"Would it go to your head," began the girl abruptly, "if I were to tell you that I size you up as the best man I've got on my pay-roll?"

"I'd try to keep both feet on the ground," he said gravely, though he wondered what was coming.

"I'll explain," she continued, her tone impersonally businesslike. "Next to you, I count on Doc Tripp; next to Tripp, on Carson. They are good men; they are trustworthy; they understand ranch conditions and they know what loyalty to the home-range means. But Tripp is just a veterinarian; simply that and nothing more. His horizon isn't very wide. Neither is Carson's."

"And mine?" he grinned at her. "Read me my horoscope, Miss Sanford!"

"You have taken the trouble to be something more than just a horse foreman," she told him quietly. "I don't know what your advantages have been; if you haven't gone through high school, then at least you have been ambitious enough to get books, to read, to educate yourself. You have developed further than Carson; you have broadened more than Tripp."

"Thanks," he offered dryly.

"Oh, I'm not seeking to intrude into your private affairs, Mr. Bud Lee!" she cried warmly at his tone. "I have no desire to do so, having no interest in them. First of all, I want one thing clear: You said when I first came that you'd stay a few days, long enough for me to get a man in your place. We have both been rather too busy to think of your leaving or my seeking a substitute. Now what? The job is yours as long as you want it—if you'll stay. I don't want you leaving me in the lurch.
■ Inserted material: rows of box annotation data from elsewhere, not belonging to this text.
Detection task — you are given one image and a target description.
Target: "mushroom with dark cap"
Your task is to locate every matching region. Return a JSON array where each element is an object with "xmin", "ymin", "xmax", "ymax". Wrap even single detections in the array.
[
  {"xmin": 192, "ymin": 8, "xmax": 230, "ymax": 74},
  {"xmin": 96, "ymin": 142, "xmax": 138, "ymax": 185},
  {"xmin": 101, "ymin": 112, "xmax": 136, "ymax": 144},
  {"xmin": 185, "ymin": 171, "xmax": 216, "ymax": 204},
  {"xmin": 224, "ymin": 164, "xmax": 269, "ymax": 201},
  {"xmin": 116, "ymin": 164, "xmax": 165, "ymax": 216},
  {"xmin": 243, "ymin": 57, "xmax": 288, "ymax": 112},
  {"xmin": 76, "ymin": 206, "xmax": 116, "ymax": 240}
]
Do you want to go? Or do you want to stick?"

What did he want? He had anticipated an interference from the girl in his management of the duty allotted him and no such interference had come. She left him unhampered, even as she did Tripp and Carson. He had his interest in his horses. It was pleasant here. This cabin was a sort of home to him. Besides, he had the idea that Quinnion and Shorty might again be heard from—that if Trevors was backing their play, there would be other threats offered the Blue Lake outfit from which he had no desire to run. There was such a thing as loyalty to the home-range, and in the half-year he had worked here it had become a part of him.

"I'll stick," he said quietly.

"I'm glad of that," replied Judith. "Oh, you'll have your work cut out for you, Bud Lee, and, that you may be the better fitted to do it, I want you to know just what I am up against."